Maka bukan suatu kebetulan jika kemudian terjadi semacam “hubungan yang saling menguntungkan” (osimbiose mutualistis) antara kepentingan external diluar HMI dengan kepentingan internal PB HMI, di tengah ranah yang disebut “kebijakan politik”,2. Celakanya pernyataan Harry mengenai adanya kebijakan politik PB HMI itu didengar oleh publik (khususnya segmen interest) seolah sebagai pengumuman resmi bahwa telah dibukanya “ruang bermain” di dalam HMI, maka mulailah para “pencari peluang” itu (di luar maupun di dalam HMI) mencari celah atau pintu masuknya ke “ruang bermain” itu. Hasilnya nyata, tidak lama sesudah itu dari kongres ke kongres selalu terdengar berita bahwa politik uang telah mewarnai proses pemilihan Ketum PB HMI. Misi politik berhasil, kebijakan politik PB HMI telah melahirkan konvensi organisasi. Adik-adik kader HMI mulai ikut (latihan?) bermain di ruang yang telah dibangun oleh kakaknya sendiri. Apa yang semula tabu (terlarang) sekarang diperebutkan secara terbuka (bertemu di ranah kebijakan).
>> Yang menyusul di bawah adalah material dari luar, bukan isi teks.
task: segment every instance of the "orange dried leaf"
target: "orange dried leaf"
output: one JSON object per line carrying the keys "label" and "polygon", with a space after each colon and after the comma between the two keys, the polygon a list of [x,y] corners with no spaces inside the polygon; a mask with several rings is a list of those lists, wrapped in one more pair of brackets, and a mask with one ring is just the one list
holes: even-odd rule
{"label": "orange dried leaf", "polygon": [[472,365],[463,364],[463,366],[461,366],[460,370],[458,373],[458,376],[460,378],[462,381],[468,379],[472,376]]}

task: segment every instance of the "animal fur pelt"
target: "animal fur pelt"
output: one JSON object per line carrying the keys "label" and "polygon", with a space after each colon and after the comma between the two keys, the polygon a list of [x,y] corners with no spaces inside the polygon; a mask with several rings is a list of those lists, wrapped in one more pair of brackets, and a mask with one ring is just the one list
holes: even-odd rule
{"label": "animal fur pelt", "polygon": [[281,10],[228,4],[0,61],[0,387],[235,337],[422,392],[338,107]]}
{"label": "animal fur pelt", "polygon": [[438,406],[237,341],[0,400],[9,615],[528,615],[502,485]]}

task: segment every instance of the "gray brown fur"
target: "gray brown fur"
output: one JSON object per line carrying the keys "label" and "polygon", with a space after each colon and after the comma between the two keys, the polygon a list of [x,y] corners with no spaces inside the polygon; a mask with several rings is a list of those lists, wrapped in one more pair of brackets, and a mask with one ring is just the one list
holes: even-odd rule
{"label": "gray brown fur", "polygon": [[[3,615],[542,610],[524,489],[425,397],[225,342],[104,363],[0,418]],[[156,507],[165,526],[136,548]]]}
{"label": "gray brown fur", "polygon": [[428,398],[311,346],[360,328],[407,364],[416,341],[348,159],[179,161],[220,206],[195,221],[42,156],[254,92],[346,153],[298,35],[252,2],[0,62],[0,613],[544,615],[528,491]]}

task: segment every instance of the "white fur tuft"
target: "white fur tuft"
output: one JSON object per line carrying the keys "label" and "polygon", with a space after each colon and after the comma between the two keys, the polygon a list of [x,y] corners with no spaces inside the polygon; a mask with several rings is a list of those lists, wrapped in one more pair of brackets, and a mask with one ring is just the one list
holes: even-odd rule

Hari ini Kongres 28 HMI (Dipo) di Pondok Gede telah mencatat sebanyak 30 orang kandidat calon Ketum PB HMI. Hebat HMI, punya banyak stock kader calon pemimpin. Tapi tunggu dulu, coba renungkan, gejala apa itu? Dulu, sebelum masa astung, mencari calon ketum begitu susahnya, konon karena mengemban amanah itu betapa beratnya dan Nabi SAW melarang memberikan jabatan kepada orang yang minta, kok sekarang kandidat ketum begitu banyaknya? Apakah karena tugas pemegang amanat kongres HMI sekarang itu lebih enteng/begitu ringannya, artinya kalo terasa berat gampang diubah/boleh direvisi seperti yang dicontohkan Harry (konvensi organisasi). Atau apakah banyaknya calon Ketum itu ada hubungannya dengan jumlah uang yang ditengarai banyak beredar di sekitar kongres HMI saat ini? Jika benar, maka siapa yang bermain di ranah ini? Mari kita teliti dan kita kaji .....

                                                                                                                                                      
Catatan:
1 Kutipan contoh dialog massanger:
Kalau Pilkada  Bupati misalnya, kandidat stap dengan dananya milyaran. Lha kalau kandidat Ketum HMI kok ya sama, kok ya mahasiswa kaya-kaya ya. Uang yang beredar di Kongres juga miliyaran. We lha masa depan Indonesia mau jadi apa? Terus masa depan pemimpin Islam kayak apa?. Ini jawaban saya atas sms saudara saya tadi: wah saya sudah tidak bisa komentar mengenai hal itu. Kayaknya hal yang sama dipikirkan pak Lafran, dkk. saat menghadapi sekulerisasi di perguruan tinggi, makanya beliau dirikan  HMI (Harapan Masyarakat Indonesia). Tapi kalo HMInya saja sudah begitu, ya mau bilang apa? Independensi sebagai menivestasi sikap tauhid yang dijadikan ciri HMI, sebagai benteng pertahanan, sudah dijebol, sudah tergadaikan (sejak) kepemimpinan Harry Azhar Azis (yang akhirnya ditiru adik-adiknya, menjadi konvensi, hingga sekarang, maka saya tidak heran dengan kelakukan kader-kader HMI astung saat ini); saya sudah coba ingatkan dengan berkata “tidak” pada tahun 80-an (tentu ada resikonya, diuber uber intel, kegiatannya dilarang, ditahan Korem dan Laksus dan sebagainya, sementara itu Harry disekolahkan ke Amerika sampai Doktor dan ditampung Golkar terus jadi Ketua Banggar DPR RI). Terus mau gimana lagi? Lagipula itu domain publik (fardlu kifayah), ya tawakkal saja, biar Tuhan yang “turun tangan”.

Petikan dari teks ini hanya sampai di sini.